Là deux remarques conclusives
1° vous l’aurez remarqué, ici se pose le lien du dedans et du dehors de la cure, le lien du sujet au collectif. Cela a trait au nouage entre pratique, éthique et clinique, préférable à la bipolarité simple pratique/théorie. C’est que la pratique analytique tient du fait de ce lieu insoumis à un savoir institué, la clinique tenterait de dire cet impossible, au point que la clinique serait un savoir énoncé entre au moins deux analystes, l’éthique en est de tenir non confondu un tel écart, celui du réel, qui veut que la pratique est celle du réel. Ce qui veut dire aussi que le bord où se tient cette pratique est entre le dedans et le dehors de la cure, de la séance, là où Lacan excellait dans sa ponctuation , là où le parce que ne peut éteindre le sujet. C’est là où la pratique est politique. Soit de se poser à la limite du signifiant et du réel insoumis.
2° remarque. Associations et réseaux, comment les définir aujourd’hui… ?
Le groupisme, le groupe, l’associatif, , et l’institution sont les quelques formes de lien entre praticiens.
Ainsi : si le groupisme est fait de la nécessité molle de ne pas se quitter pour les membres qui le composent, le groupe, lui, est déjà plus strict car il procède de ce « tous pour un, un pour tous », tels qu’aucune tête ne dépasse. L’associatif quant à lui est déjà plus enclin à faire lien avec d’autres associations, d’où une mise en question de l’homogénéité propre à telle ou telle au point de créer de l’hétérogène.
Au point que l’institution psychanalytique est ce lieu qui se questionne en son sein sur ce qui la fonde, et tout particulièrement la question de la formation. De telle sorte que ce lieu formalise ce qui le fonde. Chacun sait que la question de l’admission de candidats est ce qu‘une association refuse de questionner. A élaborer ce refus, elle se situera à une place de mieux en mieux définie en tant qu’institution…

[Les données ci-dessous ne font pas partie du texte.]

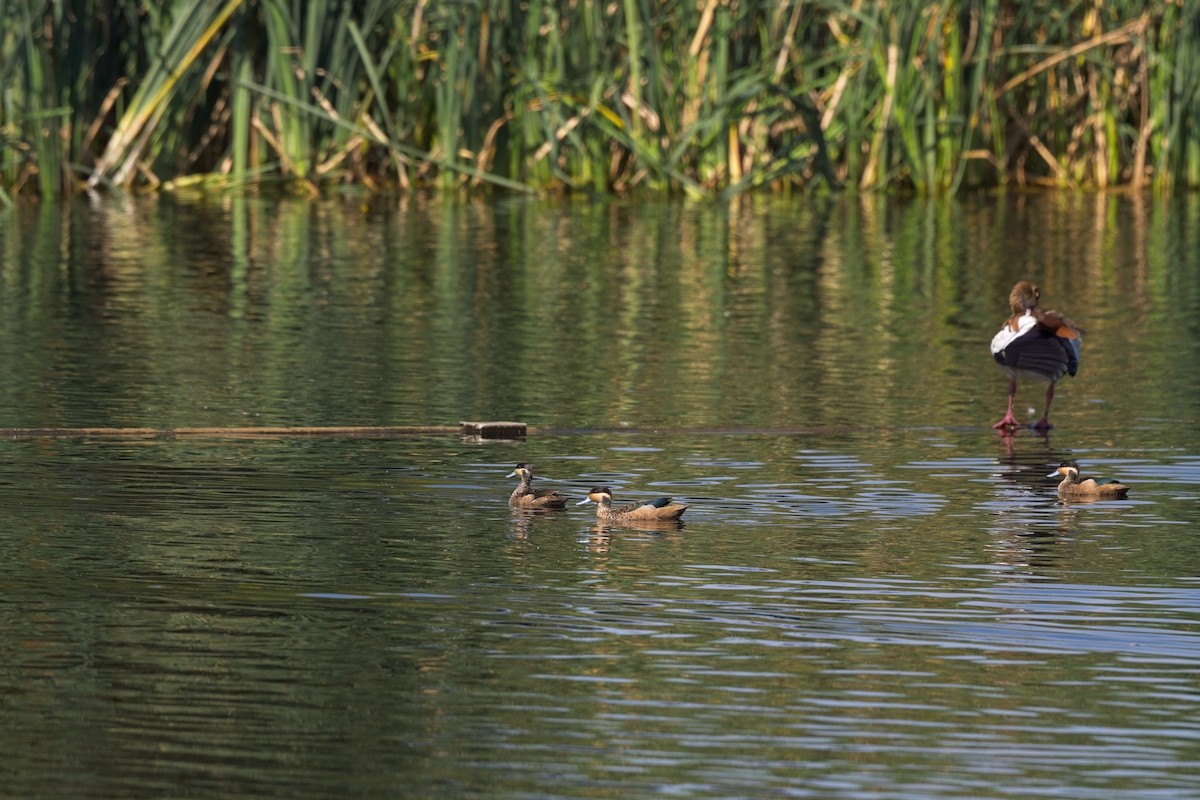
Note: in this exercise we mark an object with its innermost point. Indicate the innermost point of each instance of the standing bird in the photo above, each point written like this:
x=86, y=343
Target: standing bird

Ainsi les réseaux type Inter-Associatif Européen de psychanalyse (IAEP) et Convergencia (mouvement pour la psychanalyse freudienne) conduit à une prise de plus en plus institutionnelle de telle ou telle association encore en panne vers un statut d’institution se questionnant d’elle-même.


C’est que les réseaux IAEP et Convergencia sont là maintenant pour être des paratonnerres à la haine grandissante de la psychanalyse, place que Freud et Lacan ont sue occuper. Aujourd’hui c’est à nous de le faire. Peut-être par un contrat à établir entre les différents réseaux d’associations psychanalytiques existant*.